More Thoughts on the Truth

As I said last night, facts are absolute, the truth is relative.  And perception becomes reality sometimes through misuse of facts.  #fucktrump knows this well.  He also knows that often facts don’t matter.

Trump learned a lot from his mentor Roy Cohn.  Cohn, as you may recall, was legal counsel to Joseph McCarthy during the communist inquisitions of the 1950’s.  Cohn taught trump many things.  It’s clear that Trump is using the techniques of McCarthyism.  But I think Cohn didn’t teach him well enough.

Facts can be used to spin a narrative.  Facts are absolute.  1+1=2.  I can try to change that, lie, claim that 1+1=3.  In Trump’s mind it often seems to.  But the fact of the equation hasn’t changed.  What Trump needs to learn is that the narrative is being used against him in many cases.  Sure, his core supporters aren’t listening, don’t care, but many do.

Let’s start with some apparent facts.  Jared Kushner met with representatives from a Russian bank.  The bank is the subject of sanctions, I believe related to the Crimea thing (although it could be something else).  Doing business with the bank likely violates US law.  The bank has close connections to Putin.  It advertises on it’s website that it works with the Russian government.  All facts.  But what does the narrative say?

One narrative that can be spun is treason, that Kushner met as part of the election scheme to work with the Russians to undermine the election.  More likely as follow-up, because the meeting seems to have taken place after the election.  Was treason committed?  I can’t say.  I don’t know what was said, who was at the meeting.  But connecting a lot of pieces to the narrative, including Trump’s call for Russian hackers to find Hillary’s “lost” emails lets us spin a treason story.

A far more innocuous story can be told as well, that the meeting was innocent, connected to the Trump transition, that Kushner was reaching out to Putin through a common intermediary.  This sounds purely innocent.

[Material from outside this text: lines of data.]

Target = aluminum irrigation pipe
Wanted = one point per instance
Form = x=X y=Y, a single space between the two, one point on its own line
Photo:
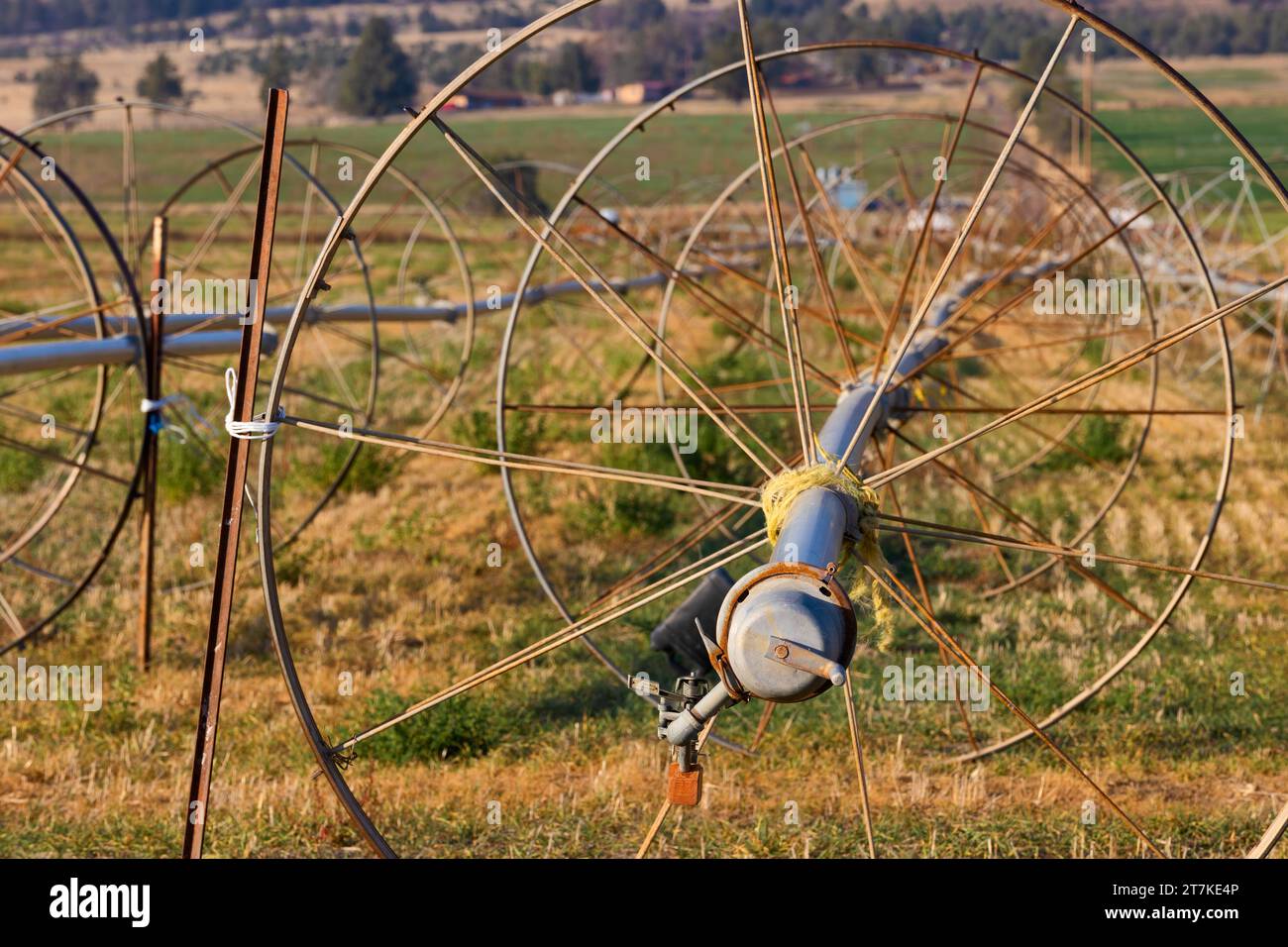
x=117 y=350
x=281 y=315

Another story being spun could lead us to conclude that this was a business meeting, that Kushner, acting on behalf of the Trump companies, was working with a bank to fund activities of said companies.  This narrative certainly looks to be illegal under the sanctions that were imposed.  It could also lead to an impeachable offense under the emoluments clause if Trump benefits from it financially as president.  Is that what happened?  Again, we don’t know.

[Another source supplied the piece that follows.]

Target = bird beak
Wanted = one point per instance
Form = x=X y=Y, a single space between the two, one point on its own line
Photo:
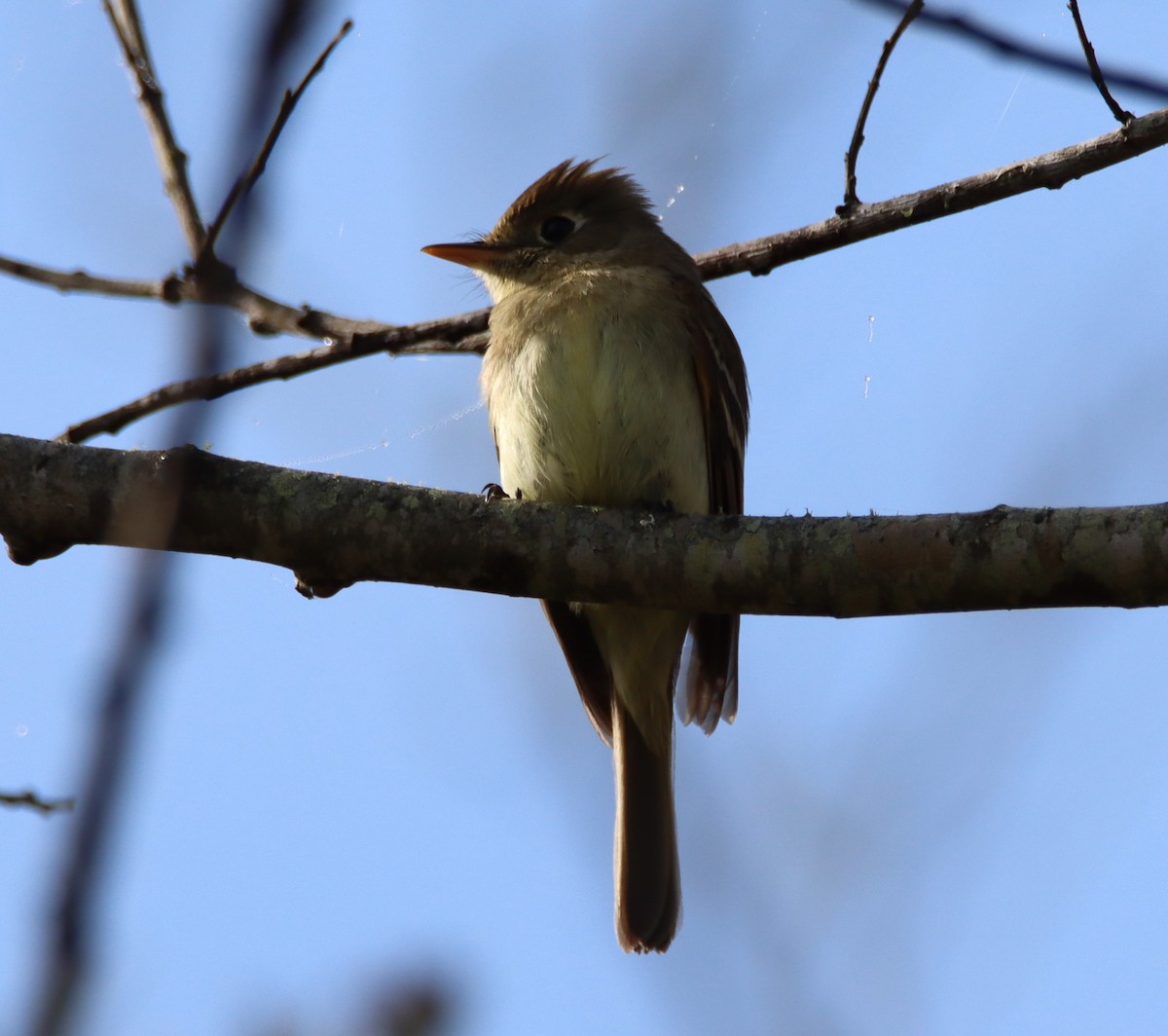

So, the advice to Trump?  Start telling the truth about what happened in these sorts of events.  Yes, the truth is relative, but offer a narrative that fits the facts, explains who, what, when and why.  Because if you don’t, as any good trial lawyer can tell you, the one with the best narrative wins, the facts stop mattering.  But then again, perhaps this is what #fucktrump wants.  As any good magician can tell you, a sleight of hand works best when attention is diverted away from the things you don’t want seen.